A shockingly large majority of physicians who intend to participate in the EHR Incentive Programs actually do not have the capability to support 14 of the 17 objectives.

Although the use of electronic health record (EHR) systems by office-based physicians has increased greatly year over year, the usage state by state varies greatly, according to a Data Brief from the National Center for Health Statistics.

In 2013, 78% of office-based physicians were using any type of EHR system, compared to 48% in 2009 and just 18% in 2001. However, only 48% of these physicians reported having a system that met the criteria for a basic EHR system. The adoption of basic EHR systems by office-based doctors was up 21% from the previous year.

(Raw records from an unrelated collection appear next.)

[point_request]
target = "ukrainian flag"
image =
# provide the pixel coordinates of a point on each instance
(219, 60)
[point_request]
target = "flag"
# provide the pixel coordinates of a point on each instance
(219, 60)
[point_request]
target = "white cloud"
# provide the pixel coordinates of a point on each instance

New Jersey had the lowest percentage (21%) of physicians who had an EHR system that met the criteria for a basic system. Other states below the national average were Connecticut, Maryland, Nevada, Oklahoma, Vermont, West Virginia and Wyoming, according to the NCHS brief.

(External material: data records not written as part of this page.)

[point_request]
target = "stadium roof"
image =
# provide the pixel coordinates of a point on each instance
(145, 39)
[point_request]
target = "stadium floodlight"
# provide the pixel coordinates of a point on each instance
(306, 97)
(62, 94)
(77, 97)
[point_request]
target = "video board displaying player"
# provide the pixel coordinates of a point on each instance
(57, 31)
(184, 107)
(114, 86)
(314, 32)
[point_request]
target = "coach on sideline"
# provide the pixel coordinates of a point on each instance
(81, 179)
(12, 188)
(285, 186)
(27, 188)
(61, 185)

In contrast, North Dakota had the highest percentage (83%) of physicians with a basic EHR system. Minnesota, though, had the highest percentage (94%) of physicians using any type of EHR system. New Jersey, again, had the lowest (66%).

The national average for office-based physicians with a basic EHR system was 48%, with Iowa, Massachusetts, Minnesota, North Dakota, Oregon, South Dakota, Utah, Washington and Wisconsin significantly higher than the average.

The research also found that just 13% of office-based physicians both intend to participate in meaningful use incentives and had EHR systems that had the capabilities to support 14 of the 17 Stage 2 Core Set objectives. A huge majority (81%) of physicians intending to participate in the EHR Incentive Programs said they do not have systems with the capability to support 14 objectives.